A Muzzle for Every Dog?

By Ellie Whitcomb Payne

A proactive training approach encourages early muzzle introduction and aims to remove the stigma of its use.

One of the common reasons people think to muzzle dogs is to avoid biting incidents, but in actuality, dog owners, trainers and veterinarians use muzzles to prevent a much broader array of behaviors. Today, a movement seems to be taking hold promoting the responsible use of muzzles, emphasizing training at a young age and destigmatizing the image of the mean, muzzled dog.


In puppy training classes at Charleston Animal Society, exploration stations offer young dogs opportunities to experience different items, such as nail clippers and stethoscopes, in a non-threatening and rewarding environment.  One of these stations features the basket muzzle. “Often, owners are taken aback when we introduce the muzzle training with their puppies,” says Caitllin Kuczko, licensed dog trainer with the organization’s Canine College.  But the truth is, you never know when this valuable tool might come in handy. Perhaps an emergent situation, such as a hurricane forces your family into unfamiliar and stressful living conditions, or your puppy exhibits symptoms of an eating disorder.  “We feel it is important to train your dog to be comfortable with the muzzle early on, so that if you need it, your pet is ready,” says Kuczko. “Muzzles help to keep a good dog good,” she adds, quoting SPCA colleague Jeannie Brousseau, RVT.

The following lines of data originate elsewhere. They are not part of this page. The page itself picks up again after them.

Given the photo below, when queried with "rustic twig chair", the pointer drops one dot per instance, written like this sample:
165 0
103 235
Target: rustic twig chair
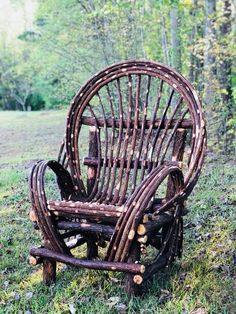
146 141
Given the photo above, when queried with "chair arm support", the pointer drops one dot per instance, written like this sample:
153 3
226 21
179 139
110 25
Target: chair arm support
135 206
52 239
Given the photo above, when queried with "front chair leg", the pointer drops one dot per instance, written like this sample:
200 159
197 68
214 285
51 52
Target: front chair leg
49 271
92 248
131 287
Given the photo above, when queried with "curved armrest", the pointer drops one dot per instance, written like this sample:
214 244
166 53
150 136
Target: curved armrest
134 208
52 239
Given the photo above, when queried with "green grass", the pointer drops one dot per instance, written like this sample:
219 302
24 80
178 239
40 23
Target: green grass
203 281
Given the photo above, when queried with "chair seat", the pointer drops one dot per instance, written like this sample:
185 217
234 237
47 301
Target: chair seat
91 211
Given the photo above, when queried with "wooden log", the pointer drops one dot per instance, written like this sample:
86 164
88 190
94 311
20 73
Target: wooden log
87 228
84 205
90 218
33 216
155 267
49 271
35 260
143 239
92 248
185 124
138 279
154 225
83 213
102 265
134 256
94 162
76 242
177 155
93 153
155 240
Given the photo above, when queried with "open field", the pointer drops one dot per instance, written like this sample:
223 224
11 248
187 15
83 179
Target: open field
202 282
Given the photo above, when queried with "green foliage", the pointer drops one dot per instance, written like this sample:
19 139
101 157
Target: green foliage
71 40
201 282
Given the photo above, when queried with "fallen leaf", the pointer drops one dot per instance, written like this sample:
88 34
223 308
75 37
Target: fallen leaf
72 308
29 295
121 308
112 301
165 296
200 310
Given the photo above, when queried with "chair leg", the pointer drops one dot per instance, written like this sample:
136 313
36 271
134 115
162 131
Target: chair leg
92 249
49 271
131 288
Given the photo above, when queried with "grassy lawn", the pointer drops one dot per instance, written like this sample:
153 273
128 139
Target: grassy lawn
203 281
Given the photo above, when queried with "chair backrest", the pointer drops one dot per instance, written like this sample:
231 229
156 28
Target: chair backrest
134 114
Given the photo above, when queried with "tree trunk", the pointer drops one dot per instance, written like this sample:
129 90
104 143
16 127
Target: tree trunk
225 70
210 81
175 43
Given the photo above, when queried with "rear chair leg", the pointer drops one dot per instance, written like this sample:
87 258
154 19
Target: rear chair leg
131 287
92 249
49 271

Captain came to Charleston Animal Society in a dismal state, abused and emaciated.  After processing and observation within the shelter, a family adopted him only to quickly return him after two attacks on other animals.  Donya Saltriale, licensed behaviorist with Charleston Animal Society, decided to take in the nervous and untrained American bulldog mix. Saltriale praises the muzzle as the saving grace that allowed her to safely, and cautiously, socialize the pup. Using the tool in conjunction with behavior training over the span of a year, Saltriale was able to gradually desensitize Captain to other dogs and cats, without the added risk associated with his bite history. Captain’s experience demonstrates that muzzles are not solutions on its own, but tools to help reach desired behavioral goals. “You can’t use a muzzle to make a dog into something he is not. I think the key should be to understand your dog’s stressors and not put him in situations where he would be dangerous to himself or others,” emphasizes Saltriale.  She adds that Captain “will never be a dog-park dog, but, because of training with the help of the muzzle, he is able to be around other dogs without being reactive anymore.”

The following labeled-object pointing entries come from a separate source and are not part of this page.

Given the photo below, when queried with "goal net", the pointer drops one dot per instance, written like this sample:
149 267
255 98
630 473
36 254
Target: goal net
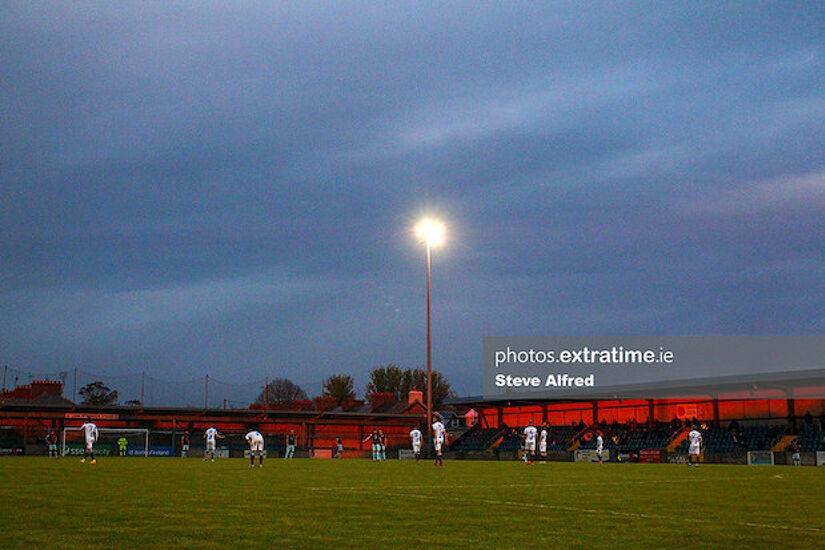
110 442
760 458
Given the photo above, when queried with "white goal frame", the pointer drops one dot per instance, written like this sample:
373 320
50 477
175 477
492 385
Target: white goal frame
102 431
764 454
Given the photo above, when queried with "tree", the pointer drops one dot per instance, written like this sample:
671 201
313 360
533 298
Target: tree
97 393
280 389
340 386
386 379
393 379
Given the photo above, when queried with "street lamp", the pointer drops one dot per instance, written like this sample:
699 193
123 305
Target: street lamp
430 233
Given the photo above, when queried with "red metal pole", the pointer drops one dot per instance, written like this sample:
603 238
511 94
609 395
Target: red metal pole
429 351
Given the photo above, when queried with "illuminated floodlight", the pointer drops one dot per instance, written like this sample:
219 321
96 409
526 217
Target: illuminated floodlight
430 232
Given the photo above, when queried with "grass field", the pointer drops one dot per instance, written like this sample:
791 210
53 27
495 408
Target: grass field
188 503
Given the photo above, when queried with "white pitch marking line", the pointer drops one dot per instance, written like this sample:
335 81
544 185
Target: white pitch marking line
591 511
509 485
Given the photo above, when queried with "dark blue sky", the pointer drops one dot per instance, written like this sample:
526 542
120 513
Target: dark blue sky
231 189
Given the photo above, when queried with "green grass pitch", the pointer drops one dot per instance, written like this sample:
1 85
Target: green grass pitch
188 503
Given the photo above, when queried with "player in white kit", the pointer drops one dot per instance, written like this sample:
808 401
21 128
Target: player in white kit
695 447
256 446
439 437
415 437
90 433
211 436
543 443
530 442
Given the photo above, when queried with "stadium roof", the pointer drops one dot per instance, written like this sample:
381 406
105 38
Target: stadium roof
806 384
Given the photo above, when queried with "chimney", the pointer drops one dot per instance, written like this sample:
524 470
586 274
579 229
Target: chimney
379 399
416 396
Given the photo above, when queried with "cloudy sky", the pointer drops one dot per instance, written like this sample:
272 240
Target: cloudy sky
230 189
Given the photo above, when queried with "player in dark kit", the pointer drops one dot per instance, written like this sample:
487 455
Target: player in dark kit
796 448
376 443
291 440
51 441
382 441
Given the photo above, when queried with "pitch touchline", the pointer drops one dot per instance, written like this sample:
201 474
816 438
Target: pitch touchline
591 511
579 484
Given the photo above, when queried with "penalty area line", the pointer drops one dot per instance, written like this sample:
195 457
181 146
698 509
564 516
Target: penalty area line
590 511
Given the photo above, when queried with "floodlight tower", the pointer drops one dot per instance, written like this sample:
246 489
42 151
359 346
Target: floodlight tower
430 233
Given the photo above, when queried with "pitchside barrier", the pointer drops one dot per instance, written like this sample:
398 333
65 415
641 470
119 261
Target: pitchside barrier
589 455
110 442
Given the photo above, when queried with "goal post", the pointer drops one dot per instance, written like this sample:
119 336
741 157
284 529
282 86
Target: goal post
760 458
110 442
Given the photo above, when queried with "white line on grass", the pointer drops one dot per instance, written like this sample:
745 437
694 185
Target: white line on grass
591 511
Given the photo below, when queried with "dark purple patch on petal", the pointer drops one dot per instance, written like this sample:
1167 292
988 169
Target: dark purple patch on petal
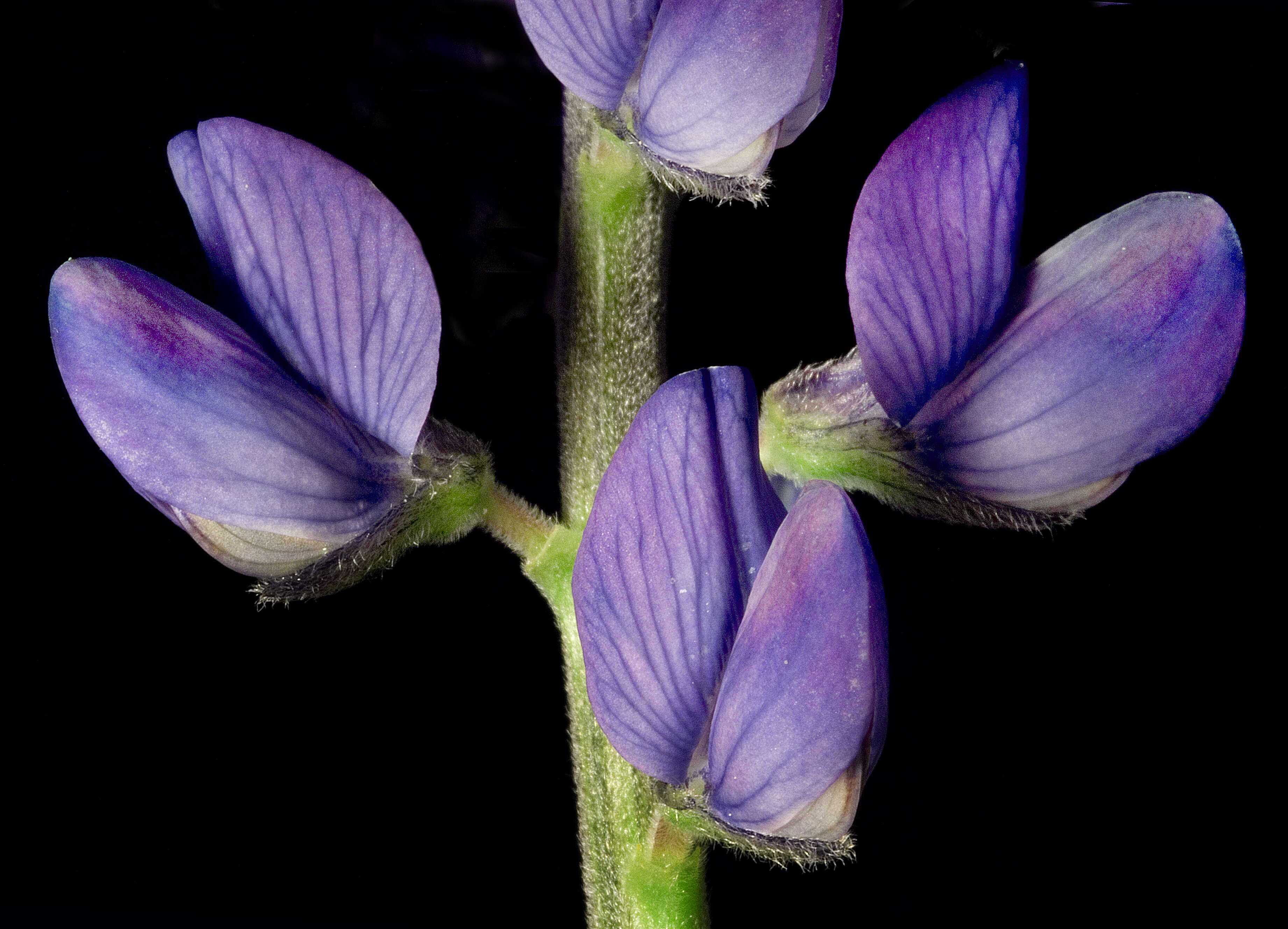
934 238
329 267
1128 338
196 417
722 73
682 522
804 694
591 45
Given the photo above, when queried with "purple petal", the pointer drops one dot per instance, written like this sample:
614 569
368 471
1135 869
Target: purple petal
820 86
934 238
1128 338
802 713
721 75
330 268
200 420
682 522
591 45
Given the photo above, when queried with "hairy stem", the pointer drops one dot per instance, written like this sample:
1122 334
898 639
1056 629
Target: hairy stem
638 870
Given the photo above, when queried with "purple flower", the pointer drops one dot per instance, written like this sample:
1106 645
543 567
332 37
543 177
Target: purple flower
710 84
270 455
1040 392
723 641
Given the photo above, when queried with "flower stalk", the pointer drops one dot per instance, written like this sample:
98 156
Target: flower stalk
638 870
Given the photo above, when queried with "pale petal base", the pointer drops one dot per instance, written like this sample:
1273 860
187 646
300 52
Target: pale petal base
1062 502
252 552
831 815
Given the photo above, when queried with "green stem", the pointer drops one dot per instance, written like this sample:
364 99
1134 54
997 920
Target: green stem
638 870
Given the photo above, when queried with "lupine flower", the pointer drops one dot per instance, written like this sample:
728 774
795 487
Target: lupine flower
1040 394
727 646
270 455
715 86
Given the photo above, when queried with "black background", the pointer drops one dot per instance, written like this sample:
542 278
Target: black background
1079 719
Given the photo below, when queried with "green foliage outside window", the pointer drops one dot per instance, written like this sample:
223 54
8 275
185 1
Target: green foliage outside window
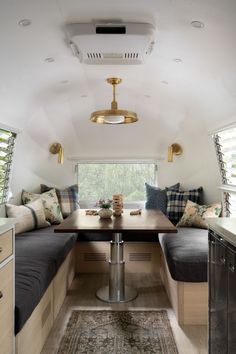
102 180
7 140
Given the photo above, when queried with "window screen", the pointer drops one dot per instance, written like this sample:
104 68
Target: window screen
102 180
7 141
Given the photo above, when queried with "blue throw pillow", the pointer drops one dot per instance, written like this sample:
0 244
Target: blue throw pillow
157 198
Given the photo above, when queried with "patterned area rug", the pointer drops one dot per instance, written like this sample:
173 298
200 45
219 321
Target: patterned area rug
118 332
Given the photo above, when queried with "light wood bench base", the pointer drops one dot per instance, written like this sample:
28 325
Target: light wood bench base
189 300
140 257
35 331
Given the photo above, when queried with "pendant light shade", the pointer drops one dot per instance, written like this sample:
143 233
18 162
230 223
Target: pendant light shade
114 115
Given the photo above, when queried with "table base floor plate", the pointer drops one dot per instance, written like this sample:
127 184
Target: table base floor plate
130 294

Through education, San Francisco based non-profit The Muzzle Up! Project aims to change public perception about the use of muzzles. The founder, Maureen Backman, MS, CTC, PCT-A, hosts training sessions all over the country on the correct use of basket muzzles. She notes that muzzles are still somewhat of a touchy subject, even among people who are knowledgeable about training and advocate animal welfare. “Right now, muzzles are seen as a last-minute solution for a vicious dog that may be biting,” says Backman. “Instead, my goal is for people to see muzzles as a training tool just as they would see a front-leading harness.”  She, like Kuczko, also believes in early introduction so that in an emergency, if a muzzle is needed, it does not add undue stress.

As positive reinforcement training becomes more popular across the country, the proper introduction and use of basket muzzles is more widely regarded as the humane way to protect dogs from negative experiences.  Saltriale reflects that the muzzle may have saved Captain’s life. “If I took a chance and he bit someone through the training process, I would have put him to sleep,” she reflects.  “That was not a chance I was willing to take.” While every dog may not ever need a muzzle, it might be smart to introduce the tool at a young age. Muzzles should never be used without proper training and a muzzled dog should not be left unsupervised. If you’re thinking about using one on your pet, speak with your veterinarian or licensed dog trainer before purchase.